Nils Silfverskiöld (1888-1957) won met het Zweedse turnteam goud op de Olympische Spelen van 1912 in Stockholm. Nadat hij in 1911 aan de University of Uppsala zijn studies Geneeskunde beëindigde specialiseerde hij zich in Orthopdische Chirurgie, waarin hij naambekendheid verwierf. Zo beschreef hij o.a. dat de kracht die nodig is voor de dorsiflexie van de enkel in een spastische equinus contractuur daalde met knieflexie in geïsoleerde gastrocnemius contractuur. Hij pleitte voor het losmaken van de oorsprong van de gastrocnemii van het dijbeen en ze terug aan te hechten aan het scheenbeen. De Silfverskiöld kniebuig-test is gekend om het onderscheid te maken tussen een geïsoleerde gastrocnemius contractuur en een gecombineerde verkorting van het gastrocnemius-soleus complex in een niet-spastische contractuur door de reeks van enkeldorsiflexie te meten met gebogen en met rechte knie. In 1925 werd hij tot Hoogleraar benoemd, in 1927 werd hij chef-arts in het Sabbatsbergs ziekenhuis en in 1940 aan het Karolinska Ziekenhuis. Hij leidde ook een aristocratisch en liederlijk leven, zo was hij o.a. vier keer getrouwd.
De Brit Charles Atkin (1889-1958) won met zijn nationaal hockeyteam het Olympisch tornooi op de Spelen van 1920 in Antwerpen. Bovendien was hij ook een begaafd tennisser, visser en schutter. Hij studeerde af aan het Londense St. Bartholomew’s Hospital. Tijdens Wereldoorlog I was hij Kapitein-geneesheer bij het Royal Army Medical Corps, waarna hij zich in Sheffield als huisarts vestigde in de praktijk van zijn vader, grootvader en overgrootvader.

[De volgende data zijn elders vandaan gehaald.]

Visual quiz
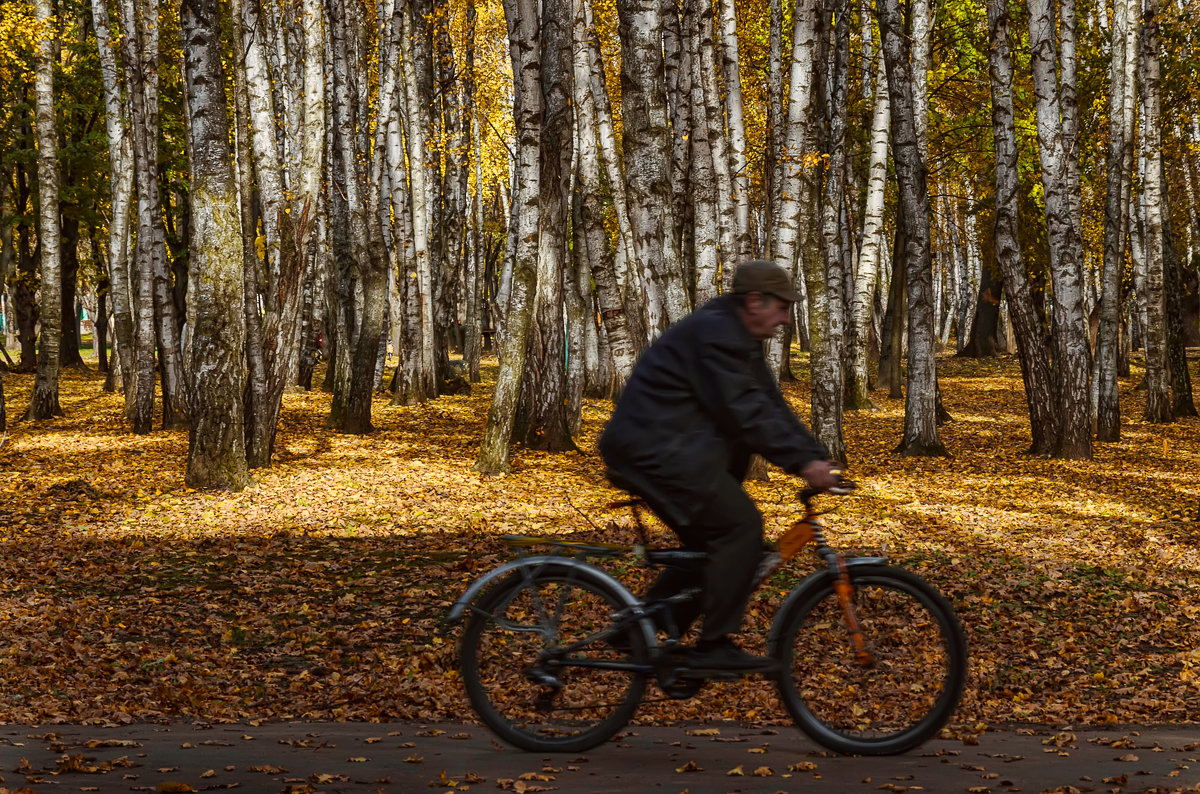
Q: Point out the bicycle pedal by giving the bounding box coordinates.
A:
[674,667,744,681]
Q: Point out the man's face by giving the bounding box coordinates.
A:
[742,293,792,339]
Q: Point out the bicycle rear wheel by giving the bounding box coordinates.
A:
[460,566,649,752]
[773,565,967,756]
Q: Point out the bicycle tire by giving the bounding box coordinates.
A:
[772,565,967,756]
[460,564,649,752]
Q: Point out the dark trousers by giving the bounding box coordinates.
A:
[646,475,762,642]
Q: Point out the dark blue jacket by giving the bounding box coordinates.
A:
[600,295,829,527]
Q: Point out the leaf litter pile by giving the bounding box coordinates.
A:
[0,359,1200,727]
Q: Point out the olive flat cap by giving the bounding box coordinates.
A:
[733,259,800,303]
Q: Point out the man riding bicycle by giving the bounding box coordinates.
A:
[600,259,838,672]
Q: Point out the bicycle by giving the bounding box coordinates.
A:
[448,481,967,756]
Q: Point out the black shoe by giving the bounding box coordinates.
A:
[688,639,779,673]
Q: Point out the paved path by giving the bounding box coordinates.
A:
[0,722,1200,794]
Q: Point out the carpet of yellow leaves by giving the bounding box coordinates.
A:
[0,359,1200,726]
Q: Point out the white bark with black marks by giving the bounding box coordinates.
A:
[878,0,947,455]
[25,0,62,420]
[1027,0,1092,458]
[180,0,250,491]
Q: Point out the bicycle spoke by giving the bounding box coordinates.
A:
[781,570,965,752]
[463,573,649,750]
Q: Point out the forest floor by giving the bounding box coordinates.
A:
[0,357,1200,738]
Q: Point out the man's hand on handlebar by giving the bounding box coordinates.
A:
[800,461,845,492]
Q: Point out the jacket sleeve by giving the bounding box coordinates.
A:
[696,328,829,474]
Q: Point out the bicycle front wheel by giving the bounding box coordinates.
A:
[460,566,649,752]
[773,565,967,756]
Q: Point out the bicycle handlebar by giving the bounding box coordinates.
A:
[800,473,858,507]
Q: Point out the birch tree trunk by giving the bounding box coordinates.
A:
[1096,0,1135,441]
[91,0,138,420]
[1160,169,1196,419]
[402,2,438,398]
[475,0,542,474]
[692,0,740,277]
[521,0,575,451]
[230,0,325,468]
[582,0,652,343]
[25,0,62,420]
[575,0,644,388]
[762,0,784,259]
[767,0,821,378]
[976,0,1057,455]
[1028,0,1092,458]
[119,0,186,433]
[846,47,892,410]
[180,0,250,491]
[878,0,947,455]
[617,0,691,333]
[329,0,388,433]
[716,0,754,261]
[683,0,728,305]
[1141,0,1174,422]
[462,0,480,384]
[804,0,850,461]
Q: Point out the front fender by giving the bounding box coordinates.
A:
[443,554,638,627]
[767,557,888,656]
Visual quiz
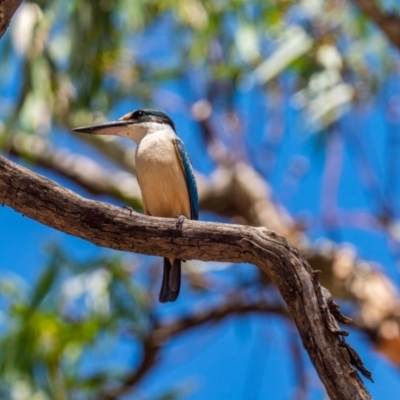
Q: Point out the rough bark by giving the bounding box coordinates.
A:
[0,0,22,38]
[0,132,400,365]
[0,157,371,400]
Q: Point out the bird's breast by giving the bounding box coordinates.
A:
[136,134,190,218]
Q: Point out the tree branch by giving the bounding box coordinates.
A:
[0,0,22,38]
[353,0,400,50]
[0,157,371,400]
[98,301,289,400]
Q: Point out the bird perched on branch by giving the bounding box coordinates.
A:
[74,109,199,303]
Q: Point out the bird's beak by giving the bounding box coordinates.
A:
[72,120,133,136]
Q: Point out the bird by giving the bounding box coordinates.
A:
[73,109,199,303]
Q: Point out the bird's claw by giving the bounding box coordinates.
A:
[124,206,134,217]
[175,215,187,230]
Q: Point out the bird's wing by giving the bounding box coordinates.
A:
[174,139,199,219]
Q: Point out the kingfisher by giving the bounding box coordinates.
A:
[73,109,199,303]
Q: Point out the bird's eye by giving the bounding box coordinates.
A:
[132,110,144,119]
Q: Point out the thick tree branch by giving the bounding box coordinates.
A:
[0,157,371,400]
[0,131,400,365]
[0,0,22,38]
[353,0,400,50]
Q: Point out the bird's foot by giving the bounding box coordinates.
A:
[123,206,134,217]
[175,215,187,231]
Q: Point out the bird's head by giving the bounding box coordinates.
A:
[73,109,175,143]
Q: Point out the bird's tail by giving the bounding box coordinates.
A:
[159,258,181,303]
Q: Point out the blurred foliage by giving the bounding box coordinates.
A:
[0,0,399,400]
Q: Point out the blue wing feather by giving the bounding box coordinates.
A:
[174,139,199,219]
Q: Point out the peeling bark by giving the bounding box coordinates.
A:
[0,0,22,38]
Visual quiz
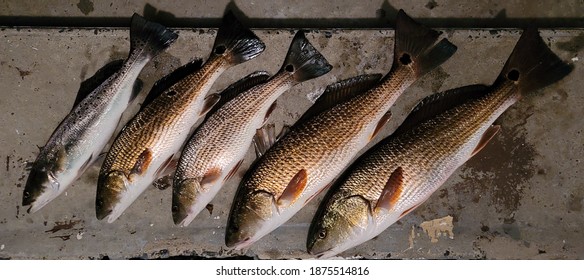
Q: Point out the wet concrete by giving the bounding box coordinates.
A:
[0,27,584,259]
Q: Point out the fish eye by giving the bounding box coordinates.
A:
[507,69,519,82]
[215,45,226,54]
[318,229,326,239]
[399,53,412,65]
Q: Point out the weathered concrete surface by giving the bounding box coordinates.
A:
[0,0,584,28]
[0,29,584,259]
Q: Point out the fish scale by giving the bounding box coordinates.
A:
[172,31,332,226]
[102,59,226,174]
[307,25,573,258]
[226,10,456,249]
[95,11,265,223]
[250,66,415,196]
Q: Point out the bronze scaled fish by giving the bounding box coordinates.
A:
[96,12,265,223]
[22,14,178,213]
[225,11,456,248]
[172,31,332,226]
[307,29,572,257]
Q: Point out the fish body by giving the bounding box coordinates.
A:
[172,32,332,226]
[307,29,571,257]
[22,14,178,213]
[226,11,456,249]
[96,13,265,223]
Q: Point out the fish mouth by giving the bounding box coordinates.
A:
[22,171,61,214]
[227,237,253,250]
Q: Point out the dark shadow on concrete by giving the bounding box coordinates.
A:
[0,1,584,29]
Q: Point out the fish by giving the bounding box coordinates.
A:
[22,14,178,213]
[95,11,265,223]
[172,31,332,226]
[306,28,573,258]
[225,10,456,249]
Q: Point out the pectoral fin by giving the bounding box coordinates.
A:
[253,124,276,158]
[264,102,277,124]
[130,149,152,175]
[201,167,221,186]
[277,169,308,207]
[369,111,391,141]
[223,159,243,182]
[374,167,404,212]
[470,125,501,157]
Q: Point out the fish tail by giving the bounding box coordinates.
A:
[130,14,178,58]
[495,28,574,94]
[392,10,457,77]
[280,31,333,82]
[213,11,266,64]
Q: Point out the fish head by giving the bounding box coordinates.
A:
[95,171,129,222]
[306,195,371,258]
[22,166,62,213]
[225,190,278,250]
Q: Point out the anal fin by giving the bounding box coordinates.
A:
[155,155,178,178]
[374,167,404,212]
[276,169,308,207]
[469,125,501,158]
[264,102,277,124]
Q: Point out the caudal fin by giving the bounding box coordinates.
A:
[392,10,456,77]
[130,14,178,58]
[280,31,333,82]
[213,11,266,64]
[495,28,574,94]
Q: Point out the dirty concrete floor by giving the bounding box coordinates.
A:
[0,1,584,259]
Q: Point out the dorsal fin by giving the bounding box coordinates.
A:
[73,59,124,108]
[393,85,489,136]
[207,71,270,118]
[277,169,308,207]
[296,74,381,124]
[373,166,404,213]
[142,59,203,108]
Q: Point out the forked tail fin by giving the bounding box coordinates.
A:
[392,10,456,77]
[213,11,266,64]
[495,28,574,94]
[280,31,333,82]
[130,14,178,58]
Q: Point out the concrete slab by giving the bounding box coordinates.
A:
[0,28,584,259]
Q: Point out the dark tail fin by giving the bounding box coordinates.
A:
[280,31,333,82]
[495,28,573,94]
[213,11,266,64]
[392,10,456,77]
[130,14,178,58]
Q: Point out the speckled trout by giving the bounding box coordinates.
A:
[307,29,572,257]
[172,31,332,226]
[225,11,456,249]
[96,12,265,223]
[22,14,178,213]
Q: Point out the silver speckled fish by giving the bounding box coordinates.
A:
[22,14,178,213]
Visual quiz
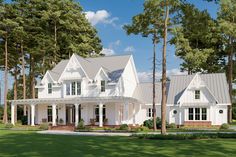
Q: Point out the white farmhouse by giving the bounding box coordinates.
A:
[11,54,231,127]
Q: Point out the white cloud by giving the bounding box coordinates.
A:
[138,69,187,82]
[101,48,115,56]
[124,46,135,52]
[85,10,118,26]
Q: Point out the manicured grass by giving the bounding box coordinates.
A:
[0,130,236,157]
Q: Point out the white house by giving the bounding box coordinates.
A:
[11,54,231,127]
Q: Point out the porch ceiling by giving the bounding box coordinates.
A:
[9,96,139,105]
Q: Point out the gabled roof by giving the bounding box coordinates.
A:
[49,59,69,81]
[44,54,131,82]
[133,82,165,104]
[167,73,230,104]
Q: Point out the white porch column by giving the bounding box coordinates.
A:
[123,101,129,124]
[52,104,57,126]
[75,104,79,127]
[133,103,136,126]
[11,103,15,125]
[30,104,35,126]
[99,103,103,127]
[27,106,30,125]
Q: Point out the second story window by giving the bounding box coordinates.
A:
[48,83,52,94]
[195,90,200,100]
[66,83,70,95]
[71,82,75,95]
[101,80,106,92]
[77,82,81,95]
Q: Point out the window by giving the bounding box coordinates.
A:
[195,108,200,120]
[188,108,207,120]
[188,108,193,120]
[195,90,200,99]
[71,82,75,95]
[48,83,52,94]
[77,82,81,95]
[101,80,106,92]
[48,106,52,122]
[94,105,106,122]
[202,108,207,120]
[66,83,70,95]
[147,108,153,117]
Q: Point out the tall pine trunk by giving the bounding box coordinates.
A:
[13,65,18,122]
[20,40,27,116]
[228,37,234,123]
[161,1,169,134]
[152,34,157,131]
[3,35,8,124]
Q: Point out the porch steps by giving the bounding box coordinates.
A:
[49,125,75,131]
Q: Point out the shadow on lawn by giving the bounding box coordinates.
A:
[0,131,236,157]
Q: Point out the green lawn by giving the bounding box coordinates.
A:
[0,130,236,157]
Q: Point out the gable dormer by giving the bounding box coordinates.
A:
[58,54,87,81]
[177,73,218,105]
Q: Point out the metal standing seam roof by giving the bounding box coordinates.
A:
[167,73,230,104]
[133,73,230,104]
[49,54,131,82]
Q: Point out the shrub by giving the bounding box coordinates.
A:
[77,119,85,129]
[168,123,177,129]
[5,123,14,129]
[119,124,129,131]
[59,118,64,124]
[39,123,49,130]
[133,133,236,140]
[143,117,168,129]
[21,116,28,125]
[220,123,229,130]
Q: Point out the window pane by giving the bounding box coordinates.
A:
[66,83,70,95]
[101,80,106,92]
[195,108,200,120]
[71,82,75,95]
[77,82,81,95]
[202,108,207,120]
[48,106,52,122]
[48,83,52,94]
[188,108,193,120]
[195,90,200,99]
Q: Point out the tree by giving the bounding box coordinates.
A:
[217,0,236,122]
[171,3,222,74]
[0,4,17,123]
[124,0,163,131]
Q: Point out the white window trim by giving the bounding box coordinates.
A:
[187,107,209,121]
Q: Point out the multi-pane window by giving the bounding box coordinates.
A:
[101,80,106,92]
[188,108,193,120]
[188,108,207,120]
[94,105,106,122]
[71,82,75,95]
[48,83,52,94]
[195,108,200,120]
[48,106,52,122]
[195,90,200,99]
[77,82,81,95]
[202,108,207,120]
[147,108,153,117]
[66,83,70,95]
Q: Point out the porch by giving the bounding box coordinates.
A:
[11,97,141,127]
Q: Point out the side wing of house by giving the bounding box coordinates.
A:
[168,74,231,126]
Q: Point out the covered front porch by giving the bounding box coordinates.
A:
[11,97,141,127]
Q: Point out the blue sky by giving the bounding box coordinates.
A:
[79,0,217,81]
[0,0,217,103]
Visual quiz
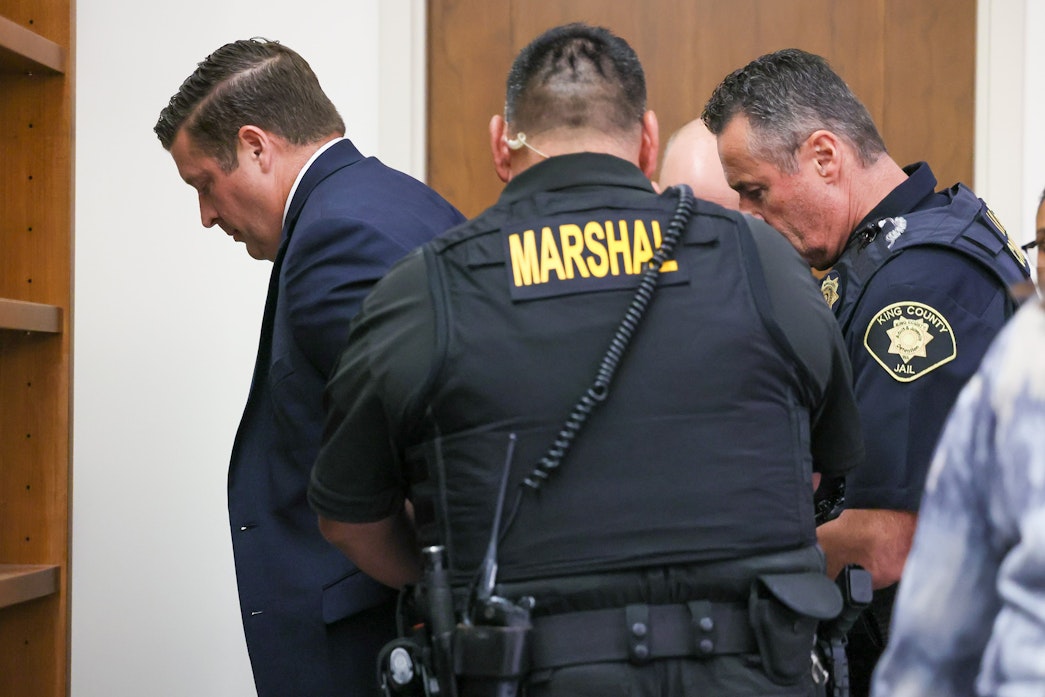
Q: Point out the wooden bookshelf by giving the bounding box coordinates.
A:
[0,564,59,608]
[0,12,68,73]
[0,298,62,333]
[0,0,74,697]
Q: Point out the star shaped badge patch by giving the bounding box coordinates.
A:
[863,302,958,382]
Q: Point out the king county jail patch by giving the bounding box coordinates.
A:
[863,302,958,382]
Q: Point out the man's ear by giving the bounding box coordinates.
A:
[638,111,660,180]
[804,129,842,179]
[236,124,274,171]
[490,115,512,184]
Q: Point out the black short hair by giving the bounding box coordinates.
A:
[700,48,885,171]
[153,39,345,170]
[505,23,646,133]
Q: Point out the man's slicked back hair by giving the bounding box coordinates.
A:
[154,39,345,171]
[700,48,885,172]
[505,23,646,134]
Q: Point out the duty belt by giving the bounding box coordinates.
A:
[531,600,759,670]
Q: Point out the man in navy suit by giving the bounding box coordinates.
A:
[155,39,464,697]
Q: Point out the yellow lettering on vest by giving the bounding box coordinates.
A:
[559,224,589,278]
[508,230,540,287]
[650,220,678,274]
[584,220,609,278]
[631,220,653,274]
[606,220,631,276]
[540,227,566,283]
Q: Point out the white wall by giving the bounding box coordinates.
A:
[72,0,424,697]
[974,0,1045,253]
[72,0,1045,697]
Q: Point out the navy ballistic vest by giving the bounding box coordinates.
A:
[821,184,1030,335]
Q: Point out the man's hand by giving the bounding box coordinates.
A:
[320,509,421,588]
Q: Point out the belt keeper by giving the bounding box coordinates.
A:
[687,600,715,657]
[624,605,651,666]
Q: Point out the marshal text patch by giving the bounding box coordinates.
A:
[863,302,958,382]
[504,215,682,300]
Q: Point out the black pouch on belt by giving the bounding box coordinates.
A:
[748,572,842,686]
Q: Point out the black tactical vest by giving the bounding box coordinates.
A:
[408,188,816,582]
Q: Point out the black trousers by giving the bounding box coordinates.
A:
[523,655,823,697]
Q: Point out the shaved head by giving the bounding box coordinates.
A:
[658,119,740,210]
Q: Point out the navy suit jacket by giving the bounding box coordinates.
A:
[229,140,464,697]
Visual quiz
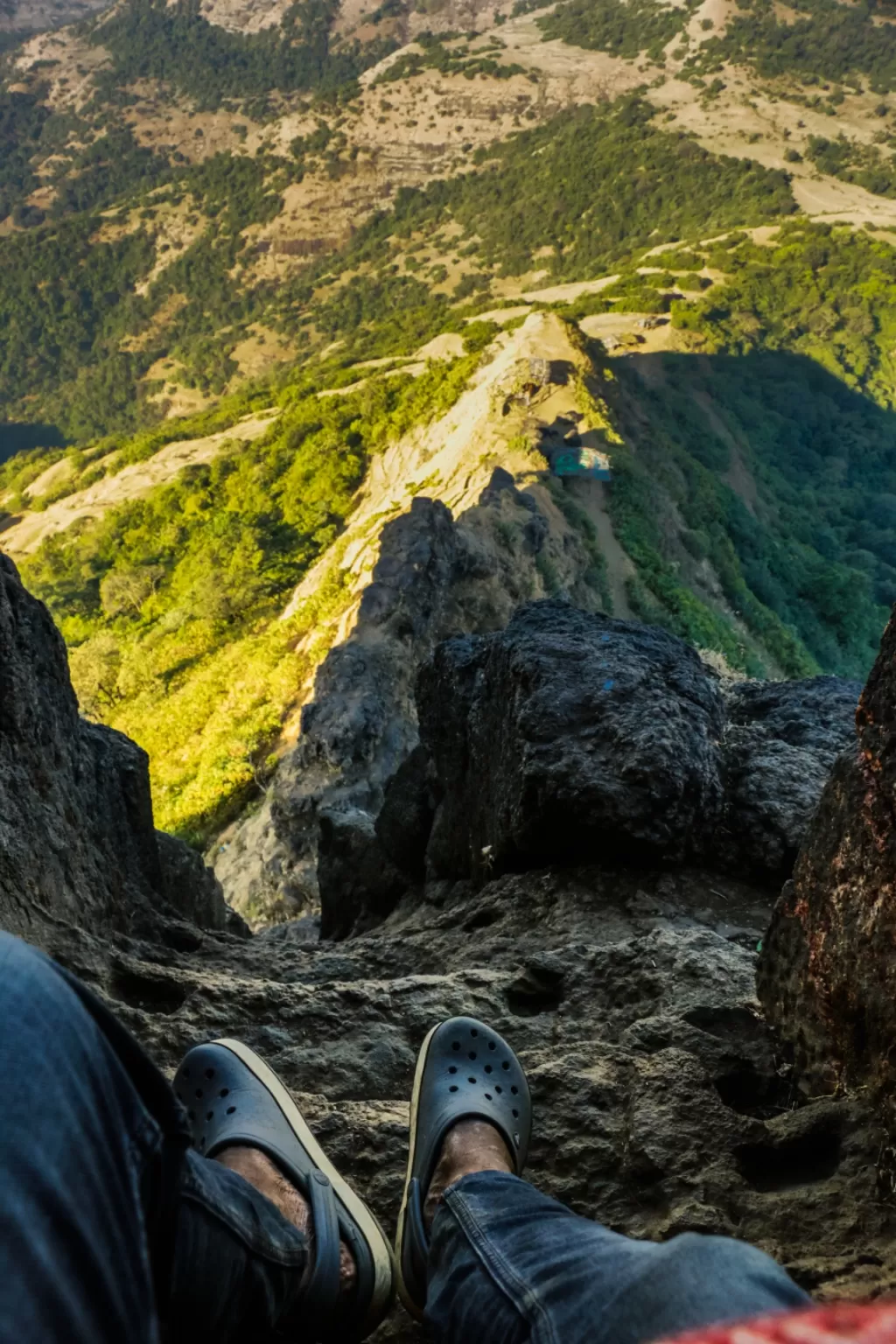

Als vijftienjarige was de Amerikaan Henry Richardson (1889-1963) de jongste deelnemer op de Olympische Spelen van 1904 in St Louis. Met de nationale ploeg haalde hij de derde plaats in het boogschieten. Vier jaar later op de Spelen van Londen won hij opnieuw brons. Hij studeerde af aan de Harvard Medical School en werd staflid Interne Geneeskunde aan de Cornell University Medical School. In 1945 specialiseerde hij zich aan de Columbia University in psychiatrie, waarna hij als psychiater aan Columbia College en het Medical College van de New York University verbonden was.